How about compromising halfway between 150 and 180 with a 165-grain bullet? Is that a good idea or would such a trade-off mean you’ll be hunting with a bullet too slow for pronghorns and too light for elk?
Take another look at ammo catalogs and the numbers will surprise you. Loadings for the ’06 with 165-grain bullets are rather recent, and when first introduced were hailed as a surefire way to “magnumize” the plodding octogenarian. How so? The formula for the magnum-like performance of these new ’06 loads was not because of anything magical about the number 165 but, rather, because the relatively new 165-grainers were the beneficiaries of advanced ballistic design. To give you a clear picture of how the shape of a bullet can dramatically affect its performance, take a look at the .30/06 ballistic figures taken from Remington’s catalog (below). Even though the energy level for all four bullets is about the same at the muzzle, the 165-grain bullet has gained a significant lead at 300 yards and the gap grows even wider as distance increases. Not only that, but it shoots as flat as the faster-starting 150-grain Bronze Point.
How Bullets Shape Up
How can it be that the 165-grain bullet is 110 fps slower than the 150-grain bullet at the muzzle but can catch up and pass it before they’ve traveled 300 yards and at the same time deliver more downrange punch than the heavier bullet? This neat trick of ballistic sleight of hand is pulled off simply by giving the 165-grain bullet a more streamlined shape so it doesn’t lose speed as rapidly as less advanced shapes. By maintaining velocity more efficiently, the streamlined bullet has a flatter trajectory and is more resistant to crosswinds, both of which improve your chance of making a well-placed hit at longer yardage.

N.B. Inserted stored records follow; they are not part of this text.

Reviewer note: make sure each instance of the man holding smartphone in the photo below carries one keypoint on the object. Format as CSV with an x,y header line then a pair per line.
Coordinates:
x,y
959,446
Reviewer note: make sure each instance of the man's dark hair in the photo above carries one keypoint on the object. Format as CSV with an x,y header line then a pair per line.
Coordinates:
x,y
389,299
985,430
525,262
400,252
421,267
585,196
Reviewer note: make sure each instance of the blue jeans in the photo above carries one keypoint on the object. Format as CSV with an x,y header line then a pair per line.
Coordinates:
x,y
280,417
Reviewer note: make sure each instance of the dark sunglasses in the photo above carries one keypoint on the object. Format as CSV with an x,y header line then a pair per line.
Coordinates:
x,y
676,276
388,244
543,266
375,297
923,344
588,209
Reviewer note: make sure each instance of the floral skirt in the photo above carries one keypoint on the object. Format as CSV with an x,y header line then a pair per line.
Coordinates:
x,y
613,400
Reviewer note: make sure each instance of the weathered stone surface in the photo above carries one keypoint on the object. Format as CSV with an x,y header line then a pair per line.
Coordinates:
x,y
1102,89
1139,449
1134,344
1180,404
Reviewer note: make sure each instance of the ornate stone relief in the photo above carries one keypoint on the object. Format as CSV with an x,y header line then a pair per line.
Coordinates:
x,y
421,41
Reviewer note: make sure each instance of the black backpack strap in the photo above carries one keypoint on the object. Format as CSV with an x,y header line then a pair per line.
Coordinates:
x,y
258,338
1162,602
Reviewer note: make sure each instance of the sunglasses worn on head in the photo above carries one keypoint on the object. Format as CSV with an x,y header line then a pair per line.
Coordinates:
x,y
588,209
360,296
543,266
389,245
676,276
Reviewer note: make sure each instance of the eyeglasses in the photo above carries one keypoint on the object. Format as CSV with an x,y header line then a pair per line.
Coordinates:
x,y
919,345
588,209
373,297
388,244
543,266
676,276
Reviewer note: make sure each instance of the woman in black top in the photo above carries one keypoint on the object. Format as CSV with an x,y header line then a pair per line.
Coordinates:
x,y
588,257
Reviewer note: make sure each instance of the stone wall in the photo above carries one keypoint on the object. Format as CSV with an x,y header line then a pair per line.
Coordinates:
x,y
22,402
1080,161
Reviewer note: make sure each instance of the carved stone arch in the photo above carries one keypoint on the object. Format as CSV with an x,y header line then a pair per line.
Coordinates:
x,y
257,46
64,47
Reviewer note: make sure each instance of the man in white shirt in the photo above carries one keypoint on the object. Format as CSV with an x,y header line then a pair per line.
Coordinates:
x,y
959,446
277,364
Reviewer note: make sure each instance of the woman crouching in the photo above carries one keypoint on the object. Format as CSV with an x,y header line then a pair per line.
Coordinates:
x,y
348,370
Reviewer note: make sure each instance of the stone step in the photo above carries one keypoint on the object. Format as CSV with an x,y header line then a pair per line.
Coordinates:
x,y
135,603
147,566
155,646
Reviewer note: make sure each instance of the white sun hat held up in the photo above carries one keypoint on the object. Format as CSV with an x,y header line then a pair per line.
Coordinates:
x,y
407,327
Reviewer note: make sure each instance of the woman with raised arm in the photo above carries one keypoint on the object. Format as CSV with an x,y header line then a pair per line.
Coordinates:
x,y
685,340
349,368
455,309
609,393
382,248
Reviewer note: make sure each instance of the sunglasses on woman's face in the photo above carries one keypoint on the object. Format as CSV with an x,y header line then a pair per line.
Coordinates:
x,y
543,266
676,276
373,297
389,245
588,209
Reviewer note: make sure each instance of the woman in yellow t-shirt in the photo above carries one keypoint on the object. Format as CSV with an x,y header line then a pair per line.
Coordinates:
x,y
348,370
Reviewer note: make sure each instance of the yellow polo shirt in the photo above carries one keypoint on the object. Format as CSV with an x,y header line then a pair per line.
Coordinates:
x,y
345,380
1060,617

So here is where we begin to realize that the shape of a bullet can be as important as its weight, sometimes even more so. Not that I expect that there will be a lessening of arguments over which bullet weights are best for any particular caliber; however, by adding the shape factor to such debates a whole new understanding of bullet performance may emerge. But how can you be sure which bullets have the most efficient shapes? If you compare a pointy-tip bullet to a round- or flat-nosed design it’s easy to see which will penetrate the atmosphere more efficiently and thus maintain more downrange knockdown punch. Also, if the ammo box says the cartridges are loaded with boat-tail bullets, it’s a safe bet that they have better-than-average aerodynamic efficiency. However, the best guides for comparing bullet weight versus downrange performance, as well as one brand against another, are the ammo-makers’ catalogs. These are free and available at most gun shops and contain a tremendous amount of ballistic information about each caliber and bullet weight.
Take a look at the bullets available for the .270 Win., .280 Rem., 7mm Rem. Mag. and .300 Win. Mag. and compare them on the downrange performance charts and you’ll be amazed by some of the differences.